Usually, the bigger announcements are in the way of hotly anticipated new hardware and titles. And there certainly was that, with the unveiling of Sony’s Playstation 4 and Microsoft’s Xbox One, the latest entries into the newest generation of gaming consoles.
But the biggest news has less to do with new technology and more to do with old. Specifically, used games and the use of DRM (digital-rights management), a term given to a method of control access to copyrighted material through technology. Digital-rights management pertains to CDs, DVDs and Blu-rays, and even eBooks.

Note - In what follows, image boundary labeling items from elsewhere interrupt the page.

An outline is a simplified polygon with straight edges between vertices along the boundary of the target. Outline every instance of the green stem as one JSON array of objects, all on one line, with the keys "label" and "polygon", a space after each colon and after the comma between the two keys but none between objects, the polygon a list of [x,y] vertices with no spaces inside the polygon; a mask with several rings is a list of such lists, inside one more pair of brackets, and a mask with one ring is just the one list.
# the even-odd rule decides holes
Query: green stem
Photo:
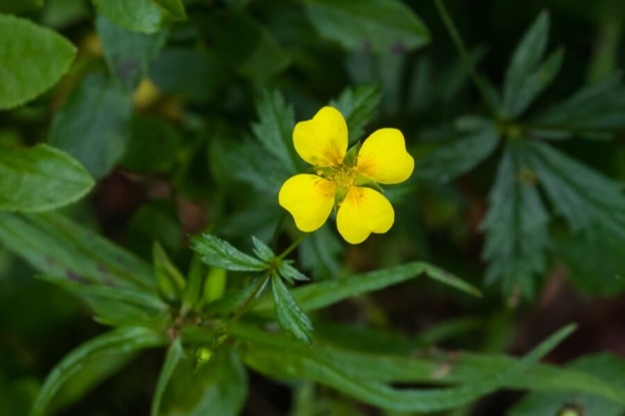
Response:
[{"label": "green stem", "polygon": [[460,37],[458,28],[453,24],[453,21],[451,20],[449,13],[447,12],[447,9],[445,8],[444,3],[442,0],[435,0],[434,3],[436,5],[436,8],[438,10],[439,15],[440,15],[441,20],[442,20],[445,25],[445,28],[447,29],[447,31],[449,33],[449,36],[451,37],[451,40],[456,46],[456,49],[458,49],[458,53],[460,56],[460,60],[465,66],[465,69],[471,76],[473,83],[475,84],[476,88],[477,88],[478,91],[480,92],[480,94],[482,96],[482,99],[484,100],[484,102],[486,103],[486,105],[488,106],[489,110],[492,114],[495,114],[495,107],[490,101],[490,96],[488,94],[488,90],[484,85],[484,83],[480,79],[480,77],[478,76],[478,74],[475,71],[475,67],[471,62],[471,58],[469,57],[469,53],[467,52],[465,42],[462,42],[462,38]]}]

With video games, DRM could mean consumers pay additional fees for used titles, or in the case of the always-on games, which require constant Internet access, a used game could be rendered useless by a publisher if it’s been previously registered by another user.
Microsoft, with its neutral stance on DRM for the Xbox One, has tacitly embraced the practice by not denouncing it outright. And while this is to the advantage of a “special partner” like game publisher Electronic Arts — a longtime advocate of placing controls on games, and which, until recently, instituted an “online pass” to require secondhand game owners to pay fees — the announcement elicited criticism from gamers. Among them is David Mrozek, aka The Video Game Critic, founder of the site videogamecritic.com.

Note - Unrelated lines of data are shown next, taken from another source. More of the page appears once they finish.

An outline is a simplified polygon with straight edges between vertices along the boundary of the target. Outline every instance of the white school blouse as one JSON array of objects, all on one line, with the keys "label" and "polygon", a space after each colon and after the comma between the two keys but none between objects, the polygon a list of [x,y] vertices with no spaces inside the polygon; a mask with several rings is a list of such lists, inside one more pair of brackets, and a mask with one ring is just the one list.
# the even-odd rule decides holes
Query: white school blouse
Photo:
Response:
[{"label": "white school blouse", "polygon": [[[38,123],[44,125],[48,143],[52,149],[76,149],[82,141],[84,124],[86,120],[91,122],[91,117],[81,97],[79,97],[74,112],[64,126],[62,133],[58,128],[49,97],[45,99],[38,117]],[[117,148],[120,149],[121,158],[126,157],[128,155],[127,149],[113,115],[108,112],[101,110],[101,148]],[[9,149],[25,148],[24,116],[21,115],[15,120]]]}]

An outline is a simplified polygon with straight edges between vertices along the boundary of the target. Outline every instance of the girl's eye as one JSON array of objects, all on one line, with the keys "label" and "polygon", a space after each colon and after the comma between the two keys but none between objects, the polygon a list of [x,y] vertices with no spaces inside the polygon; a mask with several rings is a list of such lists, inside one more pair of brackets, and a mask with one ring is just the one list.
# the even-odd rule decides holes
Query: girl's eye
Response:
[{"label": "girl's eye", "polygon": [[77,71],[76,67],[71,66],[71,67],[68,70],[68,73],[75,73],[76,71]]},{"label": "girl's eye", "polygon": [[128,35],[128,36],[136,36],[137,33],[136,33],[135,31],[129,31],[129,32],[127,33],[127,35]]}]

“I’m angry about DRM because Microsoft is trying to take game ownership away from gamers,” the Ellicott City, Md., resident said in an recent email interview. “I have enjoyed collecting games all my life, and I like the idea of owning them. With DRM, you are basically just leasing the games. Microsoft must give you ‘permission’ to play the game you purchased — for full price, no less. And when Microsoft stops supporting the Xbox One at some point in time, the games will no longer be playable. There is no upside for the consumer. The fact that Microsoft believes gamers will go along with this model blindly is an insult.”

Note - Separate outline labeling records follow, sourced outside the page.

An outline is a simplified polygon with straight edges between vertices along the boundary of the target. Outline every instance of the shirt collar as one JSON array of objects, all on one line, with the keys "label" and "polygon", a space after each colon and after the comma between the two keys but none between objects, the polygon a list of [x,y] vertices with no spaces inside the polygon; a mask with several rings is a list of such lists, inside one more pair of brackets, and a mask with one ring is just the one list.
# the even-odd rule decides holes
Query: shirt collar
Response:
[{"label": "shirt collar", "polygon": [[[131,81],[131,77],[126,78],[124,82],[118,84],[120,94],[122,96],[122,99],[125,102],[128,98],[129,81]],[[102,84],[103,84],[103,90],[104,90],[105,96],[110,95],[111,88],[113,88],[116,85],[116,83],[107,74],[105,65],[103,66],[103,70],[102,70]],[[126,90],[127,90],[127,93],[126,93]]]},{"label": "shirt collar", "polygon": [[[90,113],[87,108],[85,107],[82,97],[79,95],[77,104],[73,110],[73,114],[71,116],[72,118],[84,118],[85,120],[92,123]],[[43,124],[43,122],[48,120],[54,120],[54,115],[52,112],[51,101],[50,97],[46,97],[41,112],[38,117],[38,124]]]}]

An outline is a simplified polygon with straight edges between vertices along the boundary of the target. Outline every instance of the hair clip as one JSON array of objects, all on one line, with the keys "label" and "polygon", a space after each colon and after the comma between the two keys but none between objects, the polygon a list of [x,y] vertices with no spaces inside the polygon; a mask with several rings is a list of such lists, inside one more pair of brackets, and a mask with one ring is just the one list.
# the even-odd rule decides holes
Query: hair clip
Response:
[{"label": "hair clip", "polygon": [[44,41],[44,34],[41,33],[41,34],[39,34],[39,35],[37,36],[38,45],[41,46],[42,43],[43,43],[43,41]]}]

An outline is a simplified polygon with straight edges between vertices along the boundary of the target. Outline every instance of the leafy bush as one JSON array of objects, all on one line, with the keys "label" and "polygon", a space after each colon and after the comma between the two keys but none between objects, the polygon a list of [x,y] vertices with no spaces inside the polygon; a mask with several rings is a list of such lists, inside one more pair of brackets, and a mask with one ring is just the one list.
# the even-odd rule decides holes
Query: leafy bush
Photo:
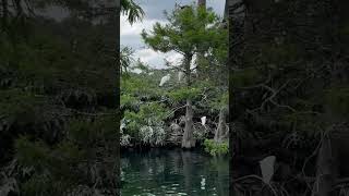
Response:
[{"label": "leafy bush", "polygon": [[229,143],[227,142],[216,143],[213,139],[205,139],[204,146],[205,151],[207,151],[212,156],[221,156],[229,152]]}]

DRM is meant to curb piracy, but studies indicate its effectiveness against illegal copying is dubious at best, not to mention that consumers resent the Big Brother practice.
Several years ago, Sony BMG suffered a digital-rights management public relations nightmare when it was discovered the company was secretly installing what amounted to spyware on PCs with millions of its music CDs. The rootkit was designed to limit piracy, but it inadvertently gave hackers backdoor access to the computer. Sony subsequently apologized and dropped the method.
It was no surprise, then, that on Monday Jack Tretton, president and CEO of Sony Computer Entertainment of America, announced to great applause that the PS4 would not use DRM, although a later clarification to media indicated that Sony, like Microsoft, was leaving it up to the game publishers to determine their own policies, at least when it comes to used games played online.
“Similar to PS3, we will not dictate the online used game strategy [the ability to play used games online] of its publishing partners. As announced, PS4 will not have any gating restrictions for used disc-based games. When a gamer buys a PS4 disc they have [the] right to use that copy of the game, so they can trade-in the game at retail, sell it to another person, lend it to a friend, or keep it forever.”